Just the Nicest Couple by Mary Kubica

Just the Nicest Couple by Mary Kubica

Author:Mary Kubica
Language: eng
Format: epub
Publisher: Park Row Books
Published: 2022-11-16T16:14:52+00:00


* * *

We’re ten minutes late to the appointment, which does nothing for my mother’s or my stress. The biopsy is a fine needle aspiration, which I’ve read is the easiest as biopsies go. There are far worse types. I ask her if she wants me to come into the room with her, but she goes in alone.

It doesn’t take long. After the biopsy, we go out for dinner, though we’re both too worked up to eat, for the same and for different reasons. She is thinking about the biopsy results. I am too, but I’m also thinking about Jake and about the device I found on my car. I can’t stop thinking about it.

We go for Mexican, which was once my mother’s favorite. From across the table, I can see that she is tired. We eat, or try to eat—it’s mostly a wasted effort—and then we go home.

“Don’t think about it,” I say to her as I drive, reaching for her hand. “Easier said than done, I know, but there’s no point in worrying about the results when we don’t even know if we have anything to worry about.”

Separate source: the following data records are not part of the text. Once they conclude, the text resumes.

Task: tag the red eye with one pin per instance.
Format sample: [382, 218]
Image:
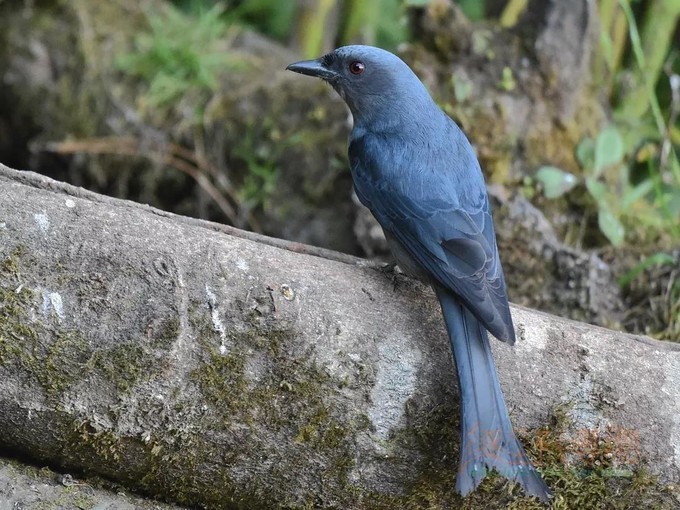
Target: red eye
[357, 67]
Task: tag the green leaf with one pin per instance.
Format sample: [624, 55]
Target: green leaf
[585, 153]
[596, 189]
[610, 226]
[636, 193]
[609, 149]
[555, 182]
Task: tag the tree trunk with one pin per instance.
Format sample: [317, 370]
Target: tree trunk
[211, 367]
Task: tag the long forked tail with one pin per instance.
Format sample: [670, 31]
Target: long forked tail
[488, 441]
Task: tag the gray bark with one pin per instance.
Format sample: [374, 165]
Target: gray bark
[212, 367]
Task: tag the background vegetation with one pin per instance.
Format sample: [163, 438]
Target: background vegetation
[629, 179]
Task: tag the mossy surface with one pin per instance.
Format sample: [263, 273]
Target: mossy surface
[57, 357]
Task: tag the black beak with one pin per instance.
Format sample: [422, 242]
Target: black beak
[312, 68]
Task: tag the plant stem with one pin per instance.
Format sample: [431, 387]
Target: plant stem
[650, 47]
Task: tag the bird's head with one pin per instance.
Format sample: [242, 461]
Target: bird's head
[375, 84]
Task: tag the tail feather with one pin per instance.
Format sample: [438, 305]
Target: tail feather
[488, 441]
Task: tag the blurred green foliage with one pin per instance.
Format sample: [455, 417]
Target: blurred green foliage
[180, 55]
[629, 171]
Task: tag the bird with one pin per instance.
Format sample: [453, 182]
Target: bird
[416, 171]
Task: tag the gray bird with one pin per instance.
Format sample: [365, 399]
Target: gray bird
[416, 171]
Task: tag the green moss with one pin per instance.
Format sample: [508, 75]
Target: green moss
[59, 359]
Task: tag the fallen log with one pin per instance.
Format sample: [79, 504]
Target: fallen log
[217, 368]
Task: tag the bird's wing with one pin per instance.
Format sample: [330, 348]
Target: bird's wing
[452, 238]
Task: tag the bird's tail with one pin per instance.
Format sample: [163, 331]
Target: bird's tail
[487, 438]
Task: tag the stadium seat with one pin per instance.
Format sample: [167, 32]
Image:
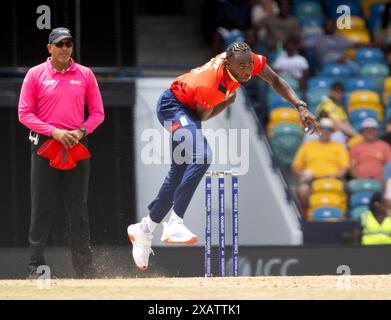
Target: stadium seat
[362, 97]
[327, 185]
[336, 70]
[326, 214]
[355, 214]
[327, 199]
[332, 5]
[369, 55]
[386, 90]
[375, 18]
[374, 69]
[307, 9]
[360, 199]
[316, 96]
[320, 82]
[278, 102]
[354, 140]
[360, 83]
[281, 115]
[285, 140]
[358, 115]
[361, 185]
[356, 36]
[387, 171]
[358, 23]
[377, 71]
[374, 106]
[367, 6]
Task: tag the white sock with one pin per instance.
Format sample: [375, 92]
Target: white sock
[149, 225]
[175, 218]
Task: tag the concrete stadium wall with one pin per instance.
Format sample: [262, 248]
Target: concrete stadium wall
[114, 262]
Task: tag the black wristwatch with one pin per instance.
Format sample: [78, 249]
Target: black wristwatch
[83, 130]
[301, 103]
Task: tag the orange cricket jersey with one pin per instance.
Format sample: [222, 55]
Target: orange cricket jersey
[210, 84]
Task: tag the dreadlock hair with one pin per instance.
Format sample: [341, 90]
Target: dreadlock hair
[237, 47]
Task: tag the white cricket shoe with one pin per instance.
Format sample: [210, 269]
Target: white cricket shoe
[177, 233]
[141, 245]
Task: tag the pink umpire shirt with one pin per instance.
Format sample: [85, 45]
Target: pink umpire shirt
[50, 99]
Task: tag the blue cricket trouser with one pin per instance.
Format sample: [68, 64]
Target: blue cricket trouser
[190, 157]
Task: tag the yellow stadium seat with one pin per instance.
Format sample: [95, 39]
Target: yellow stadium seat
[363, 97]
[327, 185]
[385, 97]
[281, 115]
[378, 107]
[387, 90]
[356, 36]
[358, 23]
[322, 199]
[354, 140]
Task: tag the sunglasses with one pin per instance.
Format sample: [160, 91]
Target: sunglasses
[68, 44]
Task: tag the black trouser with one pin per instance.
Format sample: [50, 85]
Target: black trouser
[46, 183]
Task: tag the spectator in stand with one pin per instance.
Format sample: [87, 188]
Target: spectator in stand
[336, 136]
[388, 60]
[259, 11]
[293, 64]
[330, 47]
[332, 105]
[369, 157]
[376, 223]
[234, 18]
[383, 38]
[279, 27]
[319, 159]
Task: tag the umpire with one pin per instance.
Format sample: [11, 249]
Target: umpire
[51, 105]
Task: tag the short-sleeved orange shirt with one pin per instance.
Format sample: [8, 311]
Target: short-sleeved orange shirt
[210, 84]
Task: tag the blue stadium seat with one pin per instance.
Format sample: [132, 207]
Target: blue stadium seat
[321, 82]
[360, 199]
[336, 70]
[358, 115]
[316, 96]
[375, 18]
[377, 71]
[327, 214]
[387, 171]
[369, 55]
[286, 139]
[361, 83]
[356, 213]
[276, 101]
[332, 5]
[307, 9]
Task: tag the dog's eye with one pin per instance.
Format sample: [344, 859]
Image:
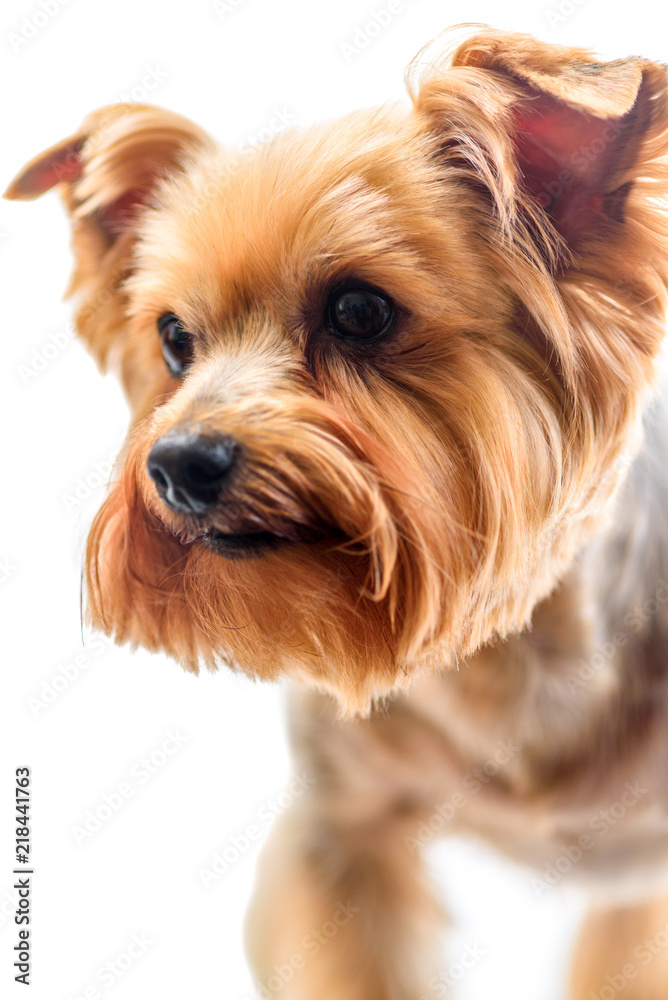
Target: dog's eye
[359, 314]
[177, 347]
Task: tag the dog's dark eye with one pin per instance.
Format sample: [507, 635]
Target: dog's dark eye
[177, 346]
[359, 314]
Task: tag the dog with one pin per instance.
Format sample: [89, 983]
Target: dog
[398, 433]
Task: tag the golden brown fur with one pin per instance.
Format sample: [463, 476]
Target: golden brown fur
[483, 490]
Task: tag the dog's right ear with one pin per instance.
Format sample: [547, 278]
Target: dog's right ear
[107, 174]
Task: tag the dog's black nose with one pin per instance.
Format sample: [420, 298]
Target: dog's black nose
[190, 468]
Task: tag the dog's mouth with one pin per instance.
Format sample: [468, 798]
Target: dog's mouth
[254, 543]
[242, 546]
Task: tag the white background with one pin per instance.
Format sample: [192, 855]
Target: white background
[138, 874]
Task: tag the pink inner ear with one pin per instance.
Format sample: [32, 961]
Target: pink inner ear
[51, 168]
[118, 216]
[568, 159]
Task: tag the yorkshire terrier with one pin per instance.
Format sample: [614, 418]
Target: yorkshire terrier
[398, 433]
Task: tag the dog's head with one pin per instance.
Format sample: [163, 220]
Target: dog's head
[381, 371]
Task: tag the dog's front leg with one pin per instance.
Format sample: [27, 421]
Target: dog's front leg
[623, 952]
[342, 909]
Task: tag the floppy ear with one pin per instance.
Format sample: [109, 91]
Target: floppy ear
[575, 125]
[107, 174]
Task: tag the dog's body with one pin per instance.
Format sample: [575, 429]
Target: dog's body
[388, 439]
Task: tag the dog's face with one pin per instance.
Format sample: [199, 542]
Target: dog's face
[381, 372]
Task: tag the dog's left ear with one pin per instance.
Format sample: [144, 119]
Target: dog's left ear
[575, 125]
[107, 174]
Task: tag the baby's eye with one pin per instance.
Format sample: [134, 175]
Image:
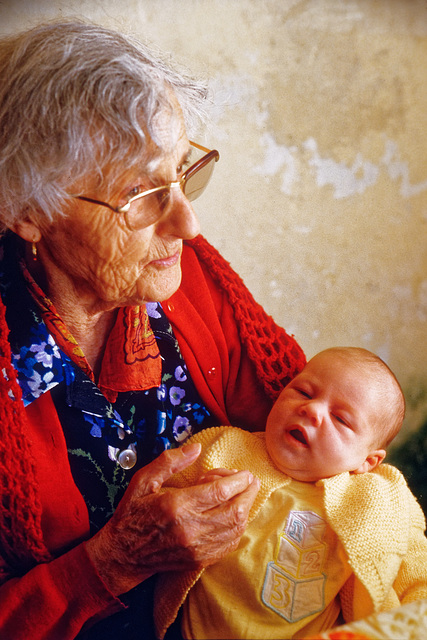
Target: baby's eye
[340, 419]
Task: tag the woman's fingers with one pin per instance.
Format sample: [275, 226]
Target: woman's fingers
[151, 478]
[182, 529]
[215, 474]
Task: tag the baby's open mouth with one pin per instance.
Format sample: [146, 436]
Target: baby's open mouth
[298, 435]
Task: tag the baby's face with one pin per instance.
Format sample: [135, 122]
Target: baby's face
[323, 422]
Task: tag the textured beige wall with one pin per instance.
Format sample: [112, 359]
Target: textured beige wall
[320, 198]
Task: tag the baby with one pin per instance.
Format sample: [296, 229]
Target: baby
[333, 534]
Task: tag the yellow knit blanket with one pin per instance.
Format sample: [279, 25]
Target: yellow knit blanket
[374, 514]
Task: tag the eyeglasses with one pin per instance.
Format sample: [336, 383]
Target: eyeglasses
[145, 208]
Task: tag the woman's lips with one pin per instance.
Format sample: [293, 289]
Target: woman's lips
[168, 261]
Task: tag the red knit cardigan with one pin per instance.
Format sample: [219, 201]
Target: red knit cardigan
[239, 360]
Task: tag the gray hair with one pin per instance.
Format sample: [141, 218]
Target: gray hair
[76, 98]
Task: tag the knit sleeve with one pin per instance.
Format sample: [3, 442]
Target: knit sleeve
[276, 355]
[411, 581]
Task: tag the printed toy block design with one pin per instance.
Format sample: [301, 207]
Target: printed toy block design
[294, 582]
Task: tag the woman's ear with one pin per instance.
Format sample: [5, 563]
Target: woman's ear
[372, 461]
[27, 230]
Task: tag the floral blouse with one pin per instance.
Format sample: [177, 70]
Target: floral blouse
[108, 438]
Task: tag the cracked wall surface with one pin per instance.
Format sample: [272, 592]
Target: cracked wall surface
[319, 200]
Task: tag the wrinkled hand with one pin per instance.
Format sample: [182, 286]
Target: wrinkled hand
[177, 529]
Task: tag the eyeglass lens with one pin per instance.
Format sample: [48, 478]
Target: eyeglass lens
[146, 211]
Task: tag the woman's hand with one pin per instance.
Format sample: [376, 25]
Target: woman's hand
[176, 529]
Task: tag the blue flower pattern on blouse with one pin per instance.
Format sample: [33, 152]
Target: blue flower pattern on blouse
[95, 430]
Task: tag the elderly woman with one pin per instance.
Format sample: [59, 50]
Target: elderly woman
[122, 332]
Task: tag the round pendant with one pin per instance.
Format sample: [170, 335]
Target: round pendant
[127, 458]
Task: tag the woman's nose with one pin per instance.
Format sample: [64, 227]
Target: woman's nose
[180, 219]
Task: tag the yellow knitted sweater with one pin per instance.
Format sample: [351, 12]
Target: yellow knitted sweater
[375, 516]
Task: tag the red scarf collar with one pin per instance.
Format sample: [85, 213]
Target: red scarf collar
[131, 359]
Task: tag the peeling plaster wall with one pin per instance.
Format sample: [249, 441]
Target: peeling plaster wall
[320, 198]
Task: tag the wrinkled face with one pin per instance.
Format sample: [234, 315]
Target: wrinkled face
[323, 421]
[110, 265]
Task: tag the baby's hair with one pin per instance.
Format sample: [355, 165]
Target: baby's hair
[392, 410]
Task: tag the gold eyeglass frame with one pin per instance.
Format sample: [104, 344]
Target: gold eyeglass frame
[194, 168]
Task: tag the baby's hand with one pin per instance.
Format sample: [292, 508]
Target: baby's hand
[214, 474]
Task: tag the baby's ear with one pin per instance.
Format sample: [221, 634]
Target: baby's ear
[372, 461]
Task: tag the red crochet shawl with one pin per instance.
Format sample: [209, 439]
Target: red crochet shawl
[20, 509]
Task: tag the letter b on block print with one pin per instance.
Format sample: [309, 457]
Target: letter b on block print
[294, 583]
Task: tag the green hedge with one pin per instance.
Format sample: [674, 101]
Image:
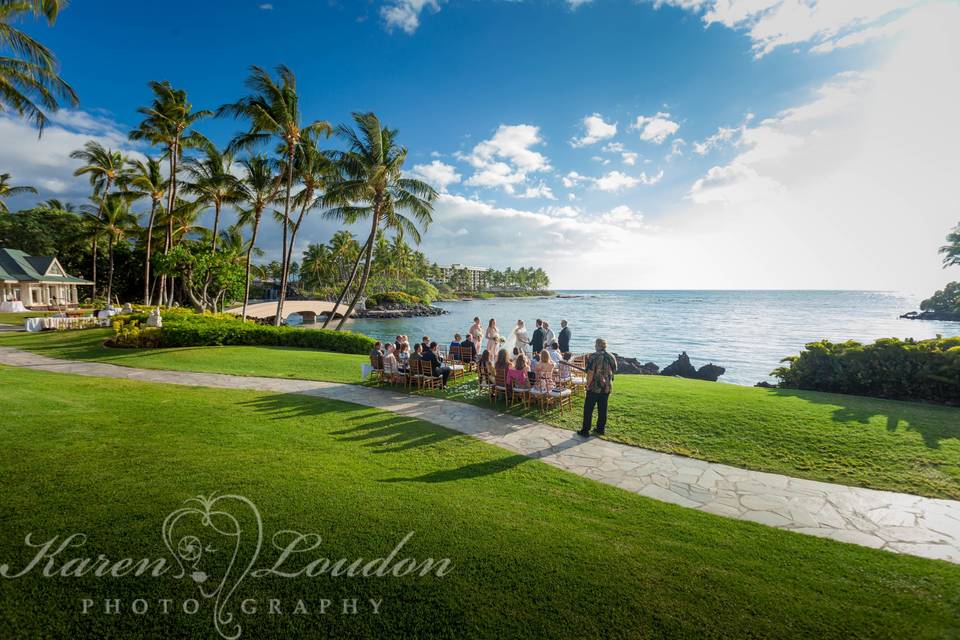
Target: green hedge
[889, 368]
[187, 329]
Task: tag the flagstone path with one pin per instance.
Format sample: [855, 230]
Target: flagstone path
[897, 522]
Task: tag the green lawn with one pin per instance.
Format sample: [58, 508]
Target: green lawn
[536, 552]
[899, 446]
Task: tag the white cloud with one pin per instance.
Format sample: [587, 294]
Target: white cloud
[776, 23]
[506, 159]
[595, 129]
[405, 14]
[656, 128]
[437, 173]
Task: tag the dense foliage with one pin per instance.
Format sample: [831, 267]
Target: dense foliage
[183, 328]
[945, 300]
[889, 368]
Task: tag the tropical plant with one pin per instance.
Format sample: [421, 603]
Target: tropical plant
[148, 181]
[273, 112]
[259, 187]
[29, 74]
[951, 250]
[212, 183]
[7, 190]
[168, 122]
[371, 186]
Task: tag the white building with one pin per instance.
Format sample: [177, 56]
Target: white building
[477, 275]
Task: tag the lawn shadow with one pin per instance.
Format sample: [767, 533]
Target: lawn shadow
[933, 422]
[379, 430]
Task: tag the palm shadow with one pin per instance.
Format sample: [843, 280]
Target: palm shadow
[933, 422]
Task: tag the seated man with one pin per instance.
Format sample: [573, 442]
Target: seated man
[439, 369]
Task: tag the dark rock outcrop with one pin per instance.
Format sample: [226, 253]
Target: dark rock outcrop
[681, 367]
[632, 366]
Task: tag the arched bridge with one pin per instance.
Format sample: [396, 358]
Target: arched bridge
[308, 309]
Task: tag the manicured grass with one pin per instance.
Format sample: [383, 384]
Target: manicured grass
[536, 552]
[882, 444]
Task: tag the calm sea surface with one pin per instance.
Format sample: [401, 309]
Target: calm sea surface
[748, 332]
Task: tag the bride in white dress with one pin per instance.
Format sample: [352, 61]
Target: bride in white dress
[520, 338]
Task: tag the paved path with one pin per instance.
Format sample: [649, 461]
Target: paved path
[897, 522]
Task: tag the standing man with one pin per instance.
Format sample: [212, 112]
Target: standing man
[600, 369]
[564, 339]
[536, 342]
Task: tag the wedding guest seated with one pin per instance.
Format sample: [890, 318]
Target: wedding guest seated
[544, 371]
[436, 364]
[485, 370]
[554, 351]
[455, 353]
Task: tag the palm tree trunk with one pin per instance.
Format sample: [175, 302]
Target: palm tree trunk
[146, 267]
[346, 288]
[366, 268]
[110, 271]
[216, 225]
[246, 286]
[286, 224]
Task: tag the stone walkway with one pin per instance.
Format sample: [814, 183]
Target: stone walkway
[896, 522]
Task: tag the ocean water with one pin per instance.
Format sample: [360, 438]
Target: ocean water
[748, 332]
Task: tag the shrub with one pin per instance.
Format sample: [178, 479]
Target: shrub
[888, 368]
[183, 328]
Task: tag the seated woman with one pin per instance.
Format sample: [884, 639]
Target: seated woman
[485, 371]
[545, 372]
[517, 374]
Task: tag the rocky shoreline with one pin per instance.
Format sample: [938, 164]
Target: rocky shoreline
[393, 310]
[949, 316]
[680, 367]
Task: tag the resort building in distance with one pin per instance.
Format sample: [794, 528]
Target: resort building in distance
[37, 281]
[476, 276]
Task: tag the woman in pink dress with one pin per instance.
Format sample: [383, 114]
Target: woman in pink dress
[493, 337]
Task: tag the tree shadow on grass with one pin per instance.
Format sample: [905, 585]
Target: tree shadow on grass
[933, 422]
[384, 432]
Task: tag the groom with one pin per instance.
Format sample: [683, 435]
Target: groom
[536, 342]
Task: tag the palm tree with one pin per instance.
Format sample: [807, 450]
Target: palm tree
[7, 190]
[168, 123]
[371, 185]
[29, 80]
[273, 110]
[116, 221]
[212, 182]
[259, 187]
[951, 250]
[148, 182]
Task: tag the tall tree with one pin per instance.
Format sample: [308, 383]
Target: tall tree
[29, 73]
[951, 250]
[168, 123]
[260, 186]
[273, 112]
[372, 186]
[212, 182]
[104, 167]
[148, 182]
[7, 190]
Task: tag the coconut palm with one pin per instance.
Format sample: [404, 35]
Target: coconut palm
[273, 110]
[168, 123]
[951, 250]
[371, 186]
[259, 186]
[7, 190]
[29, 80]
[212, 182]
[148, 182]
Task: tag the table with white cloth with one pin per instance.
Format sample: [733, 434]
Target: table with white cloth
[86, 322]
[12, 306]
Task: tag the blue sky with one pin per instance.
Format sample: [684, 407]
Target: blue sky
[566, 133]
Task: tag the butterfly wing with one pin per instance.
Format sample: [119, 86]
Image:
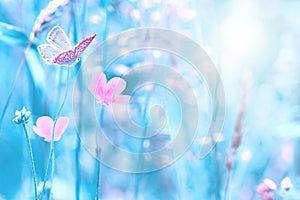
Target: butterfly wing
[47, 52]
[65, 58]
[58, 38]
[81, 46]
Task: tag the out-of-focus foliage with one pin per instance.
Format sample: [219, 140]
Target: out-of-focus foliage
[256, 39]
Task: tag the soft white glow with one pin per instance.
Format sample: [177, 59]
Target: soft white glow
[241, 36]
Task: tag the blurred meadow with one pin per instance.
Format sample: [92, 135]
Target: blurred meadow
[255, 47]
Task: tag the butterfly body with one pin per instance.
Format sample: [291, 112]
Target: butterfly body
[59, 51]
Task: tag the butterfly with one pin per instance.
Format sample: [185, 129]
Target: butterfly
[59, 51]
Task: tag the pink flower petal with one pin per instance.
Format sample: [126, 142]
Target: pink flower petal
[60, 127]
[44, 126]
[98, 85]
[115, 86]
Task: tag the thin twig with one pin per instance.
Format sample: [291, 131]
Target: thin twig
[32, 161]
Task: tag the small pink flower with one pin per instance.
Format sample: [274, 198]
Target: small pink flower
[286, 184]
[107, 92]
[44, 127]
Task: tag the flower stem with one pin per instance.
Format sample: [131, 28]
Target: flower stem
[14, 82]
[52, 145]
[32, 162]
[98, 163]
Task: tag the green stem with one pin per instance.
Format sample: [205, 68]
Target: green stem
[32, 162]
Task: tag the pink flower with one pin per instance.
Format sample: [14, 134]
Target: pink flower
[107, 92]
[286, 184]
[44, 127]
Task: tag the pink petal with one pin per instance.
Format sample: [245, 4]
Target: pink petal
[60, 127]
[44, 126]
[98, 85]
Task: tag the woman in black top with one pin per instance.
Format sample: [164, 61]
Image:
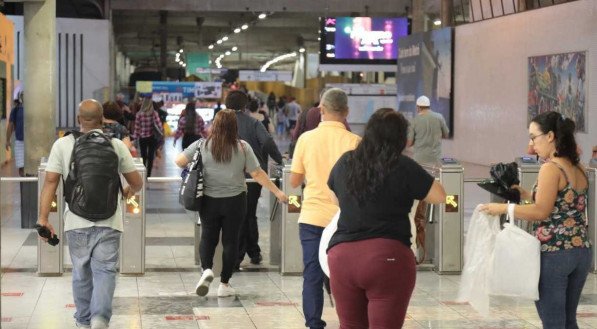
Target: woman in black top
[372, 269]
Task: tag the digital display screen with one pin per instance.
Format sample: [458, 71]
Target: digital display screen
[361, 40]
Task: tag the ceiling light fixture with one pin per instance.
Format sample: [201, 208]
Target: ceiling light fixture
[277, 59]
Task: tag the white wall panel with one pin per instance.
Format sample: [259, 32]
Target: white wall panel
[490, 78]
[83, 62]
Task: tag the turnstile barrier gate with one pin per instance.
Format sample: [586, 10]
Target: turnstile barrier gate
[291, 257]
[444, 230]
[50, 259]
[132, 240]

The house is completely dark as I approach, so dark it’s hard to see. Both the outside and the inside lights are off. It was late afternoon when we left for the doctor’s appointment. The sun wasn’t anywhere close to setting. I didn’t even think to turn a light on, distracted and not thinking how dark it would be by the time we got back home. We were gone for hours and, in that time, the sun went down, night fell.

I press the button inside my car to open the garage door—grateful for the light the garage gives off—and drive my car in.

After turning the ignition off, I get out and go toward the door, to let myself into the house while my mother is getting out of the car.

But a foot from the door, I become paralyzed. The door into the house is moving. It’s open. I can see it bobbing in place from the air outside as a cool breeze wafts in the open garage. The door isn’t standing wide-open, but it isn’t pulled fully closed either. I could open the door just by pushing on it.

I never would have left the door like this. I didn’t leave the door like this.

“Is everything okay?” my mother asks, coming to stand behind me. She sees my reluctance, how I stop briefly before the door, taking a breath, looking at it lapping in the wind against the frame like waves on the shore. “Did you forget to close it?” she asks.

I don’t want to tell her what I’m thinking because she’s already so stressed and worried about everything. I don’t want to make it worse. “I must have,” I say, stepping up to the door. I lay my hand flat against it, take a breath and press it slowly open, wondering who or what I might find on the other side.

I slip my hand in first, feeling for the light switch.